Yuki memasang kembali sepatunya. Ia melirik sekilas kebelakang. Ia mengenal pemilik suara itu dengan baik. Orang itu mendekati Yuki, ia menilik Yuki dan tersenyum.
"Akhirnya kamu datang juga," ujar orang itu kemudian.
"Pak Adrian, bagaimana bisa anak-anak berantakan ini menjadi murid Anda?" tanya Cathy dengan nada mengejeknya. Adrian tersenyum kecil.
"Mereka bukan anak-anak berantakan, tapi berbakat. Ayo, kamu ikut saya. Kalian bertiga juga," ujar Adrian sambil memandang Yuki, Kimberly, Stefan, dan Adi bergantian.
Adrian berjalan lebih dulu. Kemudian mereka berempat mengikuti dari belakang. Yuki berjalan paling belakang. Matanya mendelik tajam saat melihat Adi berjalan disebelahnya. Adi tersenyum lebar menandingi tatapan tajam milik Yuki.
"Ini... Dompet lo kebawa sama gue. Dan gue bukan pencopet," ujar Adi seraya memberikan dompet warna putih pada Yuki.

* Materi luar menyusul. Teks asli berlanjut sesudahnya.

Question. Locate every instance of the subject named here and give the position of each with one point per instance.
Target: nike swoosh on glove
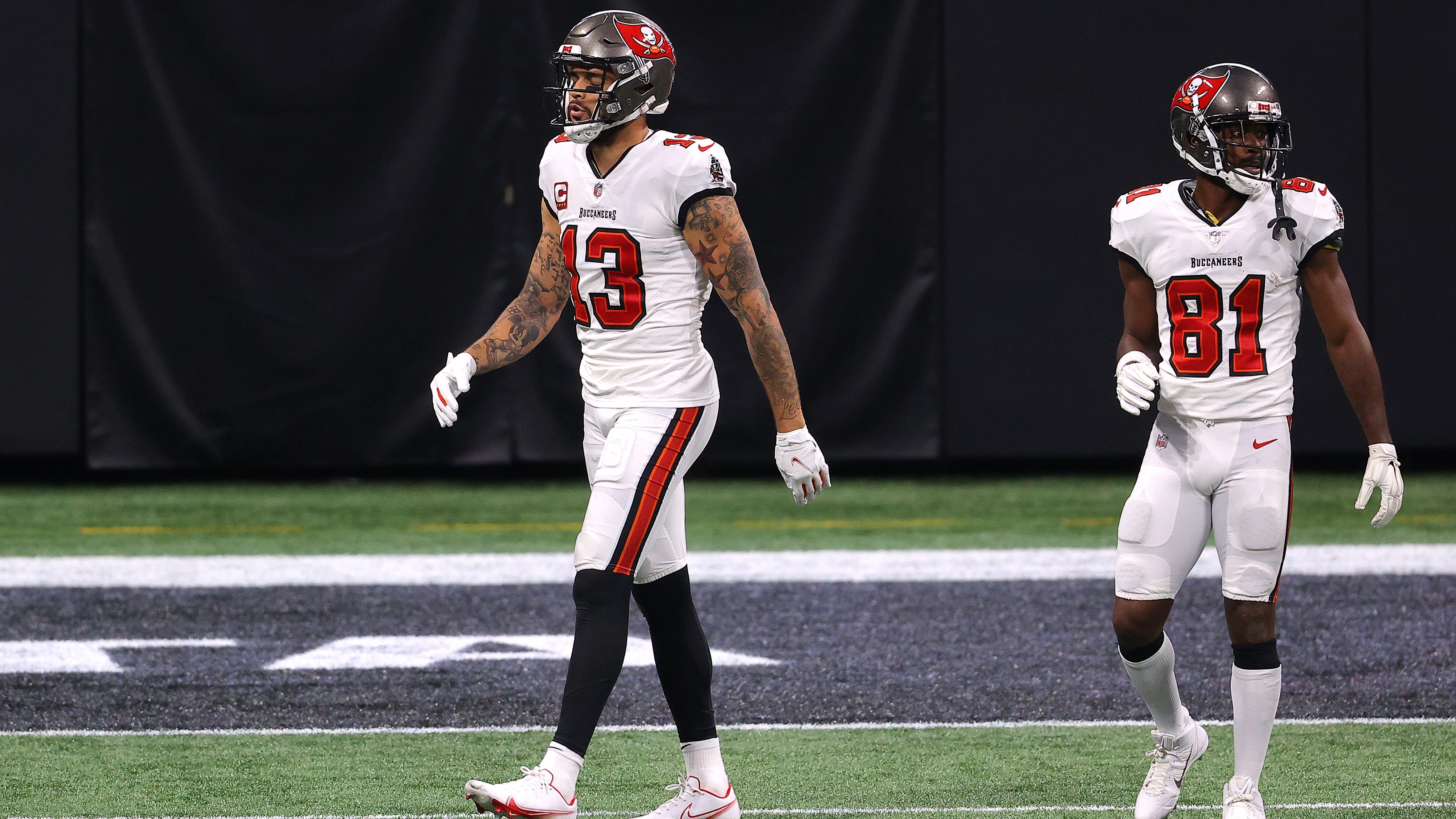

Yuki mengambilnya tanpa berkata apa-apa lagi. Langkah Yuki tiba-tiba berhenti, ia mundur beberapa langkah. Matanya menyipit ke arah seorang gadis yang sedang menari didalam sebuah ruangan. Adi yang berjalan disebelah Yuki pun turut berhenti. Dan mengikuti arah tatapan Yuki.
"Wuiihh... Keren..." gumam Adi berdecak kagum melihat kelincahan gadis itu menggerakkan tubuhnya.
"Dia dan gadis didepan tadi, mereka berdua adalah siswi yang lolos dengan nilai terbaik. Natasha dan Nasya, kalian harus siap bersaing dengan mereka," ujar Adrian tiba-tiba. Ia saat ini berdiri diantara Yuki dan Adi.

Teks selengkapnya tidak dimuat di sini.